Now, more than 100 years later, anthropologist Gerhard Weber of the University of Vienna has used a new method to examine its interior: micro-computed tomography. Over several passes, the scientists obtained images with a resolution of up to 11.5 micrometers, a quality otherwise only seen under a microscope. The first idea you get is: “Venus doesn’t look uniform at all inside. A special property that could be used to says the anthropologist in a statement.

Together with the two geologists Alexander Lukeneder and Mathias Harzhauser from the Vienna Natural History Museum, who had previously worked with oolites, the team evaluated them. A complex project: rock samples were obtained from France to eastern Ukraine, from Germany to Sicily, sawn and examined under a microscope.

Tomographic data from Venus showed that sediments were deposited on the rocks in different densities and sizes. In the middle were also small remains of shells and six larger, denser grains, called limonites. The latter explains the previously mysterious hemispherical cavities on the surface of Venus with the same diameter: “The hard limonites probably sprouted when the creator of Venus was carving them”Weber explains. “In the case of the navel of Venus, he apparently made it a virtue out of necessity.”

Another finding: Venusian oolite is porous because the nuclei of the millions of globules (ooids) that make it up had dissolved. This is a great explanation as to why the ingenious sculptor: he is so much easier to work with. The scientists also identified a small shell remnant, just 2.5 millimeters long, and dated it to the Jurassic period. This ruled out all other potential deposits of the rock from the much later Miocene geological age, such as those in the nearby Vienna Basin.
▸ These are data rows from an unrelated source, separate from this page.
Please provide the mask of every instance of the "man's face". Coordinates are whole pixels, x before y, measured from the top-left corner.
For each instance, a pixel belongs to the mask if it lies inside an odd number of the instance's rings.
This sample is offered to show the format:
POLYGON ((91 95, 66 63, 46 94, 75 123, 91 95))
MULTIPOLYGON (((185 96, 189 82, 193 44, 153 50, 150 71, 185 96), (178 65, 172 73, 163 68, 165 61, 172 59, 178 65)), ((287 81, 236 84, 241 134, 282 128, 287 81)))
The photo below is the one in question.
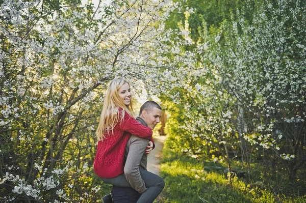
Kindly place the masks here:
POLYGON ((148 125, 148 127, 153 130, 155 126, 160 121, 162 115, 162 110, 159 108, 154 107, 153 109, 147 112, 145 110, 142 111, 142 117, 148 125))

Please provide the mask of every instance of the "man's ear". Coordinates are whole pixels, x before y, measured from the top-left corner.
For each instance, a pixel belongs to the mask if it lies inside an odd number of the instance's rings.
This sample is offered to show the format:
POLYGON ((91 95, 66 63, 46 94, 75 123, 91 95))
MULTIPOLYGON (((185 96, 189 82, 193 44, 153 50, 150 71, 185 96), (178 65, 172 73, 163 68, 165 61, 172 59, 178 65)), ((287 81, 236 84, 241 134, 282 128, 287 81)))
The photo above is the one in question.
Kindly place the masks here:
POLYGON ((142 117, 144 118, 144 117, 145 116, 145 115, 146 115, 147 113, 147 112, 146 112, 146 111, 145 110, 143 110, 142 112, 141 112, 141 115, 142 116, 142 117))

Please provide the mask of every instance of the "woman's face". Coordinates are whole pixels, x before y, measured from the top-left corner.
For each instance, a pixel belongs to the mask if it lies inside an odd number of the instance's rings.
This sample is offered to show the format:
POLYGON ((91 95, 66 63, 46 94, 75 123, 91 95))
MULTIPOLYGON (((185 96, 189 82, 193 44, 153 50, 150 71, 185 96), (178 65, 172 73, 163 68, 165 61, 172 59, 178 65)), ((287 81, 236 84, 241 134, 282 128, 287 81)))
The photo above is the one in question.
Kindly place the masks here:
POLYGON ((121 100, 122 102, 126 105, 128 106, 131 103, 131 96, 132 93, 131 93, 131 89, 130 89, 130 85, 128 83, 126 83, 121 86, 121 88, 118 91, 118 94, 120 99, 121 100))

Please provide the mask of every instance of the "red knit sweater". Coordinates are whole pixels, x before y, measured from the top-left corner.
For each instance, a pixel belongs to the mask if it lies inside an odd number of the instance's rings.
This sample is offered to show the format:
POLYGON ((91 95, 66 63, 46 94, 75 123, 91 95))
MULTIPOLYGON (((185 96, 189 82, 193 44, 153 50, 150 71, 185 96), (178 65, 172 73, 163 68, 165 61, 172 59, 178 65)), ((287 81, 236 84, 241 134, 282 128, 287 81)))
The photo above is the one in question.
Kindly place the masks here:
MULTIPOLYGON (((122 109, 119 109, 121 113, 122 109)), ((138 123, 126 112, 122 122, 114 128, 114 133, 105 133, 103 141, 99 141, 93 162, 94 172, 100 178, 114 178, 123 173, 125 145, 131 134, 153 142, 152 131, 138 123)))

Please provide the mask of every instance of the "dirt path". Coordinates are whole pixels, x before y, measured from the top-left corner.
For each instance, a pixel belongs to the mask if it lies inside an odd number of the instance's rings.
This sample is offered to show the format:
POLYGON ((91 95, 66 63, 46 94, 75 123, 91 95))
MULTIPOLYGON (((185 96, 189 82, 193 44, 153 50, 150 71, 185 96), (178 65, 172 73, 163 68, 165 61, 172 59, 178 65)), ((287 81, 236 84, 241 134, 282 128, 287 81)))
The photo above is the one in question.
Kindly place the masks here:
POLYGON ((148 171, 158 175, 160 170, 162 151, 166 136, 159 136, 154 137, 153 139, 155 143, 155 148, 148 156, 147 169, 148 171))

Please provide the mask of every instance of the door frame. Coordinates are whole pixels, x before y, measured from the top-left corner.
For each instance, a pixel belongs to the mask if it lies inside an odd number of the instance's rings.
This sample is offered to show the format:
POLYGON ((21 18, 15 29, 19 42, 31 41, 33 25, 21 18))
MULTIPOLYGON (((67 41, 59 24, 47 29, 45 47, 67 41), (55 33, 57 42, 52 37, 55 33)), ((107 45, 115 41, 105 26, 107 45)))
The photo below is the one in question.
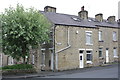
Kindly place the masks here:
POLYGON ((105 62, 106 62, 106 63, 109 63, 109 48, 106 48, 105 56, 106 56, 105 62))
POLYGON ((85 52, 85 49, 79 49, 79 68, 84 68, 84 52, 85 52), (80 53, 80 51, 83 51, 83 53, 80 53), (82 61, 80 59, 80 56, 82 56, 82 61))

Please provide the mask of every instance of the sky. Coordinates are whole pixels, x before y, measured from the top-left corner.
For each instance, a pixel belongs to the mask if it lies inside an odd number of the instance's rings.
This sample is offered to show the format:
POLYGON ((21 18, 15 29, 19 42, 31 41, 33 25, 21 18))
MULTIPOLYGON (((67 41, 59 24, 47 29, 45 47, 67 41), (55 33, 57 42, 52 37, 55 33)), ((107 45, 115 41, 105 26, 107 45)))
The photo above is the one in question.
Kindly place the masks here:
POLYGON ((118 19, 118 2, 120 0, 1 0, 0 12, 4 12, 9 6, 15 7, 17 3, 22 4, 25 8, 34 7, 38 10, 44 10, 45 6, 57 8, 57 13, 78 15, 81 7, 84 6, 88 11, 89 17, 95 17, 96 14, 102 13, 103 18, 116 16, 118 19))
The research team also analyzed the grain sizes of the other samples. Hundreds, sometimes even thousands of grains were marked and measured with image processing programs or even manually. None of the samples within a 200-kilometer radius of Willendorf even remotely matched. Analysis ultimately showed that the samples from Venus were statistically indistinguishable from samples from a location in northern Italy, near Lake Garda. This is remarkable because it means that Venus (or at least the material part of it) began a journey from south of the Alps to the Danube north of the Alps.

“The people of the Gravettian, the tool culture of the time, sought out and inhabited favorable places. when i changed they moved, preferably along the rivers”, explains Gerhard Weber. Such a journey could have taken generations.

One of two possible routes from south to north would lead around the Alps and into the Pannonian plain and was described in simulations by other researchers a few years ago. The other way to get from Lake Garda to Wachau would be through the Alps. It is not clear if this was possible more than 30,000 years ago due to the deterioration of the climate that began at that time. This would be a rather unlikely variant if there had already been continuous glaciers at that time. However, the 730 km path along the Etsch, the Inn and the Danube was always below 1,000 meters above sea level, with the exception of 35 km at Lake Reschen.

Statistics clearly point to northern Italy as the origin of the Venusian oolite. However, there is another interesting place for the origin of the rock. It’s in eastern Ukraine, more than 1,000 linear miles from Willendorf. Like Italy, but better than all the rest of the sample.

An interesting connection here: Venus figures were found in the vicinity of southern Russia, which are somewhat younger, but closely resemble the Venuses found in Austria. The genetic results also show that people from Central and Eastern Europe were connected to each other at that time.